Hallo in die Runde,
mein Vorfahr in Ostpreußen, Kreis Tilsit-Ragnit, war um 1870 mal 'Wirth',
mal 'Besitzer'.
Gehörte ihm das Land oder nicht? <<
Hallo Ursel,
hier kann ich ganz klar mit JA antworten. Die Pfarrer haben in alter
Gewohnheit einfach WIRTH geschrieben. Mit Besitzer ist hier gemeint, daß ihm das
Land wirklich gehört. Im Juristendeutsch wird zwar zwischen Besitz und Eigentum
unterschieden - das hat aber einen damaligen Pfarrer nicht interessiert.
Die Bezeichnung Wirth deutet an, daß Ihre Vorfahren auf diesem Besitz v o r
der Umwandlung durch die Preußische Landreform erbuntertänige Bauern waren,
also keine Eigentümer. Sie bekamen ursprünglich einmal vom Amtmann oder dem
adeligen Gutsbesitzer eine Hofstelle zugewiesen, bekamen den sogenannten
Besatz zur Verfügung gestellt, d.h. eine gewisse Erstausstattung an
Gerätschaften, Einrichtung, Saatgut und Vieh. Darüber wurde eine genaue Inventarliste
erstellt und im Falle einer Hofübergabe gab es Kontrollen, ob noch alles da ist.

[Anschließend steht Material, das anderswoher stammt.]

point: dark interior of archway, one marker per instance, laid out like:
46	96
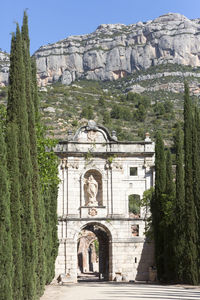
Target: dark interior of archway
103	254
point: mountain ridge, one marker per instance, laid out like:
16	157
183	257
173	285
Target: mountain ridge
114	51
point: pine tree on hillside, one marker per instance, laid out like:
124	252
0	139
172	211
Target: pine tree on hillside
157	204
179	207
6	271
37	198
16	110
190	257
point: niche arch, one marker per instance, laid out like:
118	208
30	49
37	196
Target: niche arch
98	178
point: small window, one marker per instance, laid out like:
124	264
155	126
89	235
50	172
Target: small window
133	171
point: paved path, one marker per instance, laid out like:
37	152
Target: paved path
119	291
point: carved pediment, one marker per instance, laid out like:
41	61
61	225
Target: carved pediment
93	133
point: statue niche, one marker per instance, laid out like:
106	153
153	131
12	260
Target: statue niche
93	188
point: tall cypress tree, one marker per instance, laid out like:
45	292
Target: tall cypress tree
168	225
37	198
13	170
6	271
179	208
190	257
17	109
157	204
196	177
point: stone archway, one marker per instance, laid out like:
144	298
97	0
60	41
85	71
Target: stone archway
91	232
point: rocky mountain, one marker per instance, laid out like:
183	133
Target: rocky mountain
4	68
114	51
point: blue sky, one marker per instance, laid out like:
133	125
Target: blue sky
53	20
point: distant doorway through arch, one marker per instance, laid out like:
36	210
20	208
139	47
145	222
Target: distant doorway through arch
94	253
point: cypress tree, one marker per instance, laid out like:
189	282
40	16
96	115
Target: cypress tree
179	208
168	226
157	204
37	198
17	109
196	176
190	257
6	271
13	170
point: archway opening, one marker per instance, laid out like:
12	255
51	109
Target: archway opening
93	250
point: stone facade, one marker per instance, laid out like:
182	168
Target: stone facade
119	169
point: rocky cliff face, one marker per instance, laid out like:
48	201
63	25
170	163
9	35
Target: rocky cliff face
113	51
4	68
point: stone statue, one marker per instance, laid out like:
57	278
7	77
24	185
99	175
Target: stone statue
91	187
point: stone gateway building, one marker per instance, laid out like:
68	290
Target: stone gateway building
102	182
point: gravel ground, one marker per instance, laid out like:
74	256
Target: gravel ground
120	291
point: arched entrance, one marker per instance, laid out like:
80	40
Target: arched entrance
94	252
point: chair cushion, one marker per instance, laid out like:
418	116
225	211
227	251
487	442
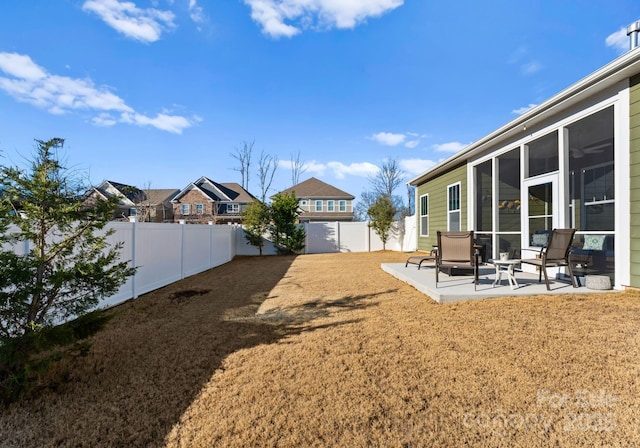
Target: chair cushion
539	239
593	242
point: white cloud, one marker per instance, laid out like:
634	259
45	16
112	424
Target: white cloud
388	138
196	12
416	166
29	83
271	15
364	169
412	143
104	120
145	25
524	109
618	40
449	147
20	66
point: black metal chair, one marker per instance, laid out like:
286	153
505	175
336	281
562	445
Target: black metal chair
555	254
456	251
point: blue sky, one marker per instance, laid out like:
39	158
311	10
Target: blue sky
161	92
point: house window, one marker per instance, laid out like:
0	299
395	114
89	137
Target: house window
592	172
542	154
424	215
453	207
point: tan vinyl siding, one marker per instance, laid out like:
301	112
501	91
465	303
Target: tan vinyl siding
437	190
634	148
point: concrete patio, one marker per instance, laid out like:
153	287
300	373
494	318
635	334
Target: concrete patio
460	287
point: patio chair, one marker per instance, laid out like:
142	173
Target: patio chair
456	251
555	254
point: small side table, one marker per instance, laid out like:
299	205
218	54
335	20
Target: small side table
508	267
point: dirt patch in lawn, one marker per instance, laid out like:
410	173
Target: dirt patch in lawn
343	354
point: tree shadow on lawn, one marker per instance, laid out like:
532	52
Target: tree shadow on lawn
152	360
319	308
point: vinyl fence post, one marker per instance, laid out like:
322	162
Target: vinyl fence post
306	237
134	229
211	247
182	224
368	237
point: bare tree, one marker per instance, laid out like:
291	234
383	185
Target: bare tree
387	179
383	184
142	203
297	168
267	166
243	156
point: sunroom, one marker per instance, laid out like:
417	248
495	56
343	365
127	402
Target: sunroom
570	162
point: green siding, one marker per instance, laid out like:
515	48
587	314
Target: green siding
437	191
634	148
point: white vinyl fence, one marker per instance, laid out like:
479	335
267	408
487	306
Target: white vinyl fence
166	253
333	237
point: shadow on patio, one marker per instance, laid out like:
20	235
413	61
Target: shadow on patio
460	287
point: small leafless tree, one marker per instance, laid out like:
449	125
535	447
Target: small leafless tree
387	179
142	203
267	166
243	156
297	168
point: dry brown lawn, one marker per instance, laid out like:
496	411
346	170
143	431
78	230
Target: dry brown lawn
342	354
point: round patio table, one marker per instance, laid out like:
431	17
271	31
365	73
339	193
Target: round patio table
505	267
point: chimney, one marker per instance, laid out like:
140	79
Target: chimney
633	31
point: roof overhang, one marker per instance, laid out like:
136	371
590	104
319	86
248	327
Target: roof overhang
621	68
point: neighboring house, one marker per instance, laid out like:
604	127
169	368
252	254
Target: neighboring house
126	195
154	205
150	205
572	161
319	201
205	200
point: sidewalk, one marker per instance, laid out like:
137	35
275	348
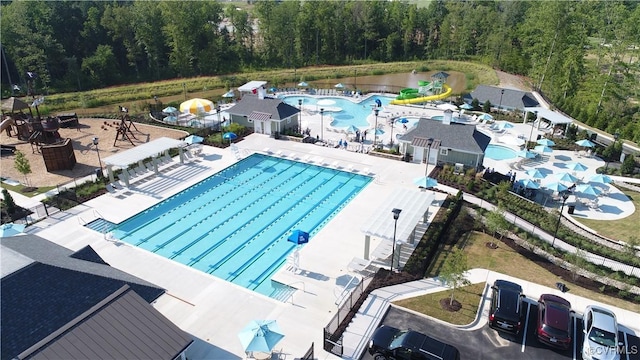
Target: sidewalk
375	307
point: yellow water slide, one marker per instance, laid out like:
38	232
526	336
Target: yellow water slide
417	100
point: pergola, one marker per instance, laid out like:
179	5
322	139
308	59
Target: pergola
136	155
414	205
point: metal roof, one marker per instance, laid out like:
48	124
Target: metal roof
121	326
144	151
414	205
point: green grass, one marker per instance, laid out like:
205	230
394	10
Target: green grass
622	229
468	296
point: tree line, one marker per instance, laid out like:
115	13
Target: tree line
583	55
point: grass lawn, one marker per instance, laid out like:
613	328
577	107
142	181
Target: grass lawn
503	260
622	229
468	296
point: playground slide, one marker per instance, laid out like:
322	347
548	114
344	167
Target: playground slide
422	99
6	123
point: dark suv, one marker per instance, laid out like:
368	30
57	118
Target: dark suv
554	321
390	343
506	307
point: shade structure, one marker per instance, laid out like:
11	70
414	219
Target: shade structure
565	176
299	237
11	229
585	143
260	336
193	139
229	136
352	129
426	182
588	190
556	186
485	117
529	184
600	178
545	142
542	149
525	154
576	166
535	174
196	106
169	110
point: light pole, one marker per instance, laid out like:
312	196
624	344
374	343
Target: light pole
300	116
375	129
322	124
426	168
565	196
396	215
95	142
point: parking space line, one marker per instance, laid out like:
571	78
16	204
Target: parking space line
526	323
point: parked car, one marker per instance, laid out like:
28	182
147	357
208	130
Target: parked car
554	321
600	334
505	313
390	343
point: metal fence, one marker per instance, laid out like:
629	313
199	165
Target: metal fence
333	338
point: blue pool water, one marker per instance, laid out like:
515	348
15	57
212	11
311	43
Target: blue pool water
349	113
235	224
497	152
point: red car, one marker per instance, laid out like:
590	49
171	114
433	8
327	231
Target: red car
554	321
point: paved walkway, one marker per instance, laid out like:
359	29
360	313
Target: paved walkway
373	310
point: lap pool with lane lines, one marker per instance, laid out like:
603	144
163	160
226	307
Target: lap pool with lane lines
235	224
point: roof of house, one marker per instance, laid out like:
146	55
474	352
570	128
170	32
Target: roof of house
278	109
123	325
44	286
461	137
511	98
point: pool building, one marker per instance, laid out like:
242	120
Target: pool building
445	142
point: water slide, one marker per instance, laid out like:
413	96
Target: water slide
422	99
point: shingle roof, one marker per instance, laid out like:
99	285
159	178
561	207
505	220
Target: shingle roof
456	136
53	289
121	326
278	109
511	98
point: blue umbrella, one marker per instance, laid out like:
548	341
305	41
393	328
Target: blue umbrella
545	142
260	335
526	154
193	139
229	136
535	173
11	229
585	143
529	184
556	186
576	166
299	237
426	182
542	148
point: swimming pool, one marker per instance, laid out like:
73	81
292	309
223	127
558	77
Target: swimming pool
498	152
235	224
344	111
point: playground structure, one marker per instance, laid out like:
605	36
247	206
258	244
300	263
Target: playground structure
436	89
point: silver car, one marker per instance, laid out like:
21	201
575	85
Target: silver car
600	334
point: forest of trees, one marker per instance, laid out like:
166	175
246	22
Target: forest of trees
583	55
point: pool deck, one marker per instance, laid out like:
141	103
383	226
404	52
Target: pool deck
213	310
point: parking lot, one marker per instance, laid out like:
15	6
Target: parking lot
486	343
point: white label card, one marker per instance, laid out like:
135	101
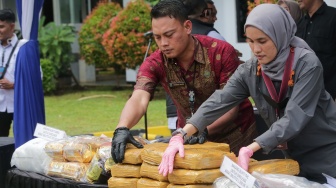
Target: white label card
236	174
48	133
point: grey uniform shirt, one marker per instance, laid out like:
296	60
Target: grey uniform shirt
308	124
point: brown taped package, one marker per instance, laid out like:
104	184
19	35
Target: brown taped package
151	171
189	186
275	166
149	183
71	170
185	177
133	156
125	171
115	182
199	156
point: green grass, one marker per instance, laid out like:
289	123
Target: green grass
97	110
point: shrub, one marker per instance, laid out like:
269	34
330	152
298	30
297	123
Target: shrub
55	44
48	82
92	30
124	42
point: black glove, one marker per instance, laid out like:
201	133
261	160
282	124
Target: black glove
200	139
121	137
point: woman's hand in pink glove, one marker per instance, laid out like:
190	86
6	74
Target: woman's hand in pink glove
244	157
167	162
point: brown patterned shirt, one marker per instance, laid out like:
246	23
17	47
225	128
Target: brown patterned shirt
214	62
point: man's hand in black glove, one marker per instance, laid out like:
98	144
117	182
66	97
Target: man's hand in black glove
121	137
197	139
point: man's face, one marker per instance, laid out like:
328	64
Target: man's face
305	5
171	35
6	31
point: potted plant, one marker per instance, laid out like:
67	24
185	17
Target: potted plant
92	30
124	41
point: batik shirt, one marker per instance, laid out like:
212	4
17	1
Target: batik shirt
214	62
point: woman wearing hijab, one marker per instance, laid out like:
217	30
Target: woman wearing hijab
285	80
293	8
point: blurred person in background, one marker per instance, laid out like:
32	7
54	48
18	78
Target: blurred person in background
293	8
318	29
8	51
201	17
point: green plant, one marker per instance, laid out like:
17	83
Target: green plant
92	30
124	42
55	45
48	81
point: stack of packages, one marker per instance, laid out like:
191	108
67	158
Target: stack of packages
71	157
127	173
199	167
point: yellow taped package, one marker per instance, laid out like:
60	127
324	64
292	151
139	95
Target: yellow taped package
133	156
77	152
71	170
185	177
115	182
125	171
152	171
54	149
196	157
190	186
95	142
275	166
150	183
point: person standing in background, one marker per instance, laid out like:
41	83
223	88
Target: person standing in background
318	29
8	50
293	8
201	17
211	5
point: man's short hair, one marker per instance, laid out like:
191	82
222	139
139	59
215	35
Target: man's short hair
195	7
172	8
7	15
209	2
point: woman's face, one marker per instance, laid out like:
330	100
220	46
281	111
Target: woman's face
261	45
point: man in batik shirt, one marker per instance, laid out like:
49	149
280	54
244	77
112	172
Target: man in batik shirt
190	68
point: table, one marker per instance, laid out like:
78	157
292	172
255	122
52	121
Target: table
6	151
17	178
261	128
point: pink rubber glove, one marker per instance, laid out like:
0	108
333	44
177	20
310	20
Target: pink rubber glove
167	162
244	157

In den meisten Fällen haben die Söhne oder auch Schwiegersöhne den Hof
weitergeführt. Es konnte jedoch auch passieren, daß der Bauer, wenn er nicht gut
wirtschaftete und sich aus eigenem Verschulden in Zahlungsunfähigkeit brachte,
vom Hof gewiesen und gegen einen besser wirtschaftenden Bewerber ausgetauscht
wurde. Im Falle, daß der Bauer ohne eigenes Verschulden (vielleicht durch
Mißernten, Blitzschlag oder dergleichen) in Not geriet, hatte er Anspruch auf
Hilfeleistung von Seiten seines Grundherrn (adeliger Gutsbesitzer oder
königlicher Amtmann). Sehr oft hatten erbuntertänige Bauern auch Anspruch auf eine
gewisse Menge Brennholz. Nach der Preußischen Landreform wurde dieser Anspruch
meistens mit der Überlassung des Besatzes, der Gebäude etc. verrechnet.
Oft wird die Preußische Landreform auch als "Bauernbefreiung" bezeichnet.
Ich finde den Begriff jedoch in diesem Zusammenhang unpassend. Hier wurde
niemand "befreit", sondern in eine größere Eigenverantwortlichkeit gestellt,
während der Staat sich aus althergebrachten Verantwortlichkeiten zum Zwecke eines
höheren Steueraufkommens zurückzog. Im Jahre 2006 hatte das "Geheime
Staatsarchiv" in Berlin zu dem Thema eine Ausstellung gemacht: "Staatsbankrott!
Bankrotter Staat? Finanzreform und gesellschaftlicher Wandel in Preußen nach 1806".